I love it that one book can conjure up another completely different one, by its theme, subject or ambiance.

Peter Hill's Stargazing: memoirs of a young lighthouse keeper slowly pulled me into the rhythms of a lifestyle that only recently became obsolete. The routine life of the men maintaining the lighthouses off the noth west of Scotland was by no means mundane but full of risk. But more than that, the book is about being human, the tales we pass on to each other about our fundamental struggles in the face of the monumental force of nature. The wind roars on the other side of the stone tower. In a tiny space you share an aromatic meal and ponder the gossip of old men who in half a lifetime have experienced more than you know you ever will.

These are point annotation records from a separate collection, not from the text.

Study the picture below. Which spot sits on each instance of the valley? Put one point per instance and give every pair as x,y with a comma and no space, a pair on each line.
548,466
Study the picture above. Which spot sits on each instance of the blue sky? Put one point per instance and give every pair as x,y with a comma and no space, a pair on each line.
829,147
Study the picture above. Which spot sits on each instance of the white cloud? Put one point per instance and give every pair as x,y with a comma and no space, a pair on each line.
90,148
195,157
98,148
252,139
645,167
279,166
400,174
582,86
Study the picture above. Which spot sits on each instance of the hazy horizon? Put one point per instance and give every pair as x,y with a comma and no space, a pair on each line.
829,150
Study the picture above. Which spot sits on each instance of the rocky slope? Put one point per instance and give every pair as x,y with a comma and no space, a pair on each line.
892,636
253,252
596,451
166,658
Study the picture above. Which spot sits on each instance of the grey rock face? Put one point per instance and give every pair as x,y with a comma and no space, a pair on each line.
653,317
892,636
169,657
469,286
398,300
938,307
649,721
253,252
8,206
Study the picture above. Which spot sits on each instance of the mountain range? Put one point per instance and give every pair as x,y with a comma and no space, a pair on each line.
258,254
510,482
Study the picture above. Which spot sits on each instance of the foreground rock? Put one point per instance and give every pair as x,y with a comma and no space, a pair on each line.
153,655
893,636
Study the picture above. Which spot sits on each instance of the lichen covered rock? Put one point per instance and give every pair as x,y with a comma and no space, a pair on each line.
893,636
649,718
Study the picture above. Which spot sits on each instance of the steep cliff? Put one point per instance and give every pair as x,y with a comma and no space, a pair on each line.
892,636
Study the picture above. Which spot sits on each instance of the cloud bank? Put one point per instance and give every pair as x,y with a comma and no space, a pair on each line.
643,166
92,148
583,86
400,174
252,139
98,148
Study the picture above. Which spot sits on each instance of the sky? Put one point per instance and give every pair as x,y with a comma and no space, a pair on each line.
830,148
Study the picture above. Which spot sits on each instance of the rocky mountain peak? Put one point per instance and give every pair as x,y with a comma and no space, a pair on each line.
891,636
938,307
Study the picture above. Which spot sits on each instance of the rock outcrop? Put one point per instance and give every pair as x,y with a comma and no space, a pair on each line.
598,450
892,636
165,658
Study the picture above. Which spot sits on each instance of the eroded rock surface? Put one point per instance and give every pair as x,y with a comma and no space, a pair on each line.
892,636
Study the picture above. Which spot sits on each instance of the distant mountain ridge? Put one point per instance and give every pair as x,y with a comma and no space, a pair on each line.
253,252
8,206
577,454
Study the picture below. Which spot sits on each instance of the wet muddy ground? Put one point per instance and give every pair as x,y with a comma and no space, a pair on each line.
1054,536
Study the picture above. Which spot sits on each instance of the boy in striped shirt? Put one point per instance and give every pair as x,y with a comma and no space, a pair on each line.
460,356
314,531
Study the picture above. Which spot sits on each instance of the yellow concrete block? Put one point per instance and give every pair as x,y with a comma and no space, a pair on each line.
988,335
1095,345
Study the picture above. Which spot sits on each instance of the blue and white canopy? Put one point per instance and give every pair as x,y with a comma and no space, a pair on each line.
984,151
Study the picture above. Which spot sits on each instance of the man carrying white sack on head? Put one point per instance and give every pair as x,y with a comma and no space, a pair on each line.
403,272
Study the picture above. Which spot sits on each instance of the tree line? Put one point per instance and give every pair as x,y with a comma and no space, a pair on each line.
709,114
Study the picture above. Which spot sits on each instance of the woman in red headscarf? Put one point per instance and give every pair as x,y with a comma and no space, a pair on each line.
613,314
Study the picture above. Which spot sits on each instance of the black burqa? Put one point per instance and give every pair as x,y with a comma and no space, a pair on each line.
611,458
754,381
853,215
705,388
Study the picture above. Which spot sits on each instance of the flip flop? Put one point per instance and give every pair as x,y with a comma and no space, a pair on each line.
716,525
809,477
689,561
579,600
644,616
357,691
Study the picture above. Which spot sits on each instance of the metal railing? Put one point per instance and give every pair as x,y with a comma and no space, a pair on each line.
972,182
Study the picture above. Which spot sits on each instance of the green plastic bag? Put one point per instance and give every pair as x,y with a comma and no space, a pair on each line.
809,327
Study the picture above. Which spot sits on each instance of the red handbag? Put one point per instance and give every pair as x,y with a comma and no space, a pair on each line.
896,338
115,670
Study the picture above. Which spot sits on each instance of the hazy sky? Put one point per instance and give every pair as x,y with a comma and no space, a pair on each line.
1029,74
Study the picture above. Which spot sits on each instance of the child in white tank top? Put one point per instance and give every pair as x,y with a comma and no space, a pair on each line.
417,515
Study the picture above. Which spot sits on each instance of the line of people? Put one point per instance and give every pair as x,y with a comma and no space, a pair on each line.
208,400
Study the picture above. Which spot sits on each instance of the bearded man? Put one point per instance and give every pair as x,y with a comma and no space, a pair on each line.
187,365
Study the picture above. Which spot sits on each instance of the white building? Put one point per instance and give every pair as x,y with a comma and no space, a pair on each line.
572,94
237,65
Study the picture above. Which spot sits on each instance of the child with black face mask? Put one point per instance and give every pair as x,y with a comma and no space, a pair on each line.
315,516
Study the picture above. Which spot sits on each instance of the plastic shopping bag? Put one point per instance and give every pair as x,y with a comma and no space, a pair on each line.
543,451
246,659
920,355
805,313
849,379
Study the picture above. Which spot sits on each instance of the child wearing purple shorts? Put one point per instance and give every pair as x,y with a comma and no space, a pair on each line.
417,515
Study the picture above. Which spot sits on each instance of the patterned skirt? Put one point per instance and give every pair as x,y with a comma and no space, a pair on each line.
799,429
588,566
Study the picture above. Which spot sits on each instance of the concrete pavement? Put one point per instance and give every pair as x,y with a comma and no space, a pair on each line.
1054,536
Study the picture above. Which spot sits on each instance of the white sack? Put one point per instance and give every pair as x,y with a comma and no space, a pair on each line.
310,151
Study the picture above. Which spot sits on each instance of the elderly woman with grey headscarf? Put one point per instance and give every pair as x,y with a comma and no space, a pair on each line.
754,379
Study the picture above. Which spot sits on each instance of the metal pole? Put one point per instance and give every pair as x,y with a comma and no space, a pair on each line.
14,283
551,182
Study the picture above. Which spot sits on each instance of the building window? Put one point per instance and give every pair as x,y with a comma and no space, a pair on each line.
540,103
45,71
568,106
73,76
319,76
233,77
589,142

In contrast to this true story, Jeanette Winterson's Lighthousekeeping is pure poetry and fable. Her characters' stories are woven amid the same storm-tossed world of lighthouses but her words leap in exquisite beauty from one unexpected idea to another. There is a mystery at its heart. But the taste you are left with is that of the young Silver questioning the timeless Pew in the darkened lighthouse, while the wind and sea rages around them.

And I cannot help but make another leap here to Annie Proulx's The shipping news. The same wild force of the sea and wind. But a house, not a lighthouse, tied to the rock it crouches upon. A way of writing that couples words and images in extraordinary and exciting ways. And another character looking for their self in the stories told and histories that were shaped by the force of nature.

I loved all three!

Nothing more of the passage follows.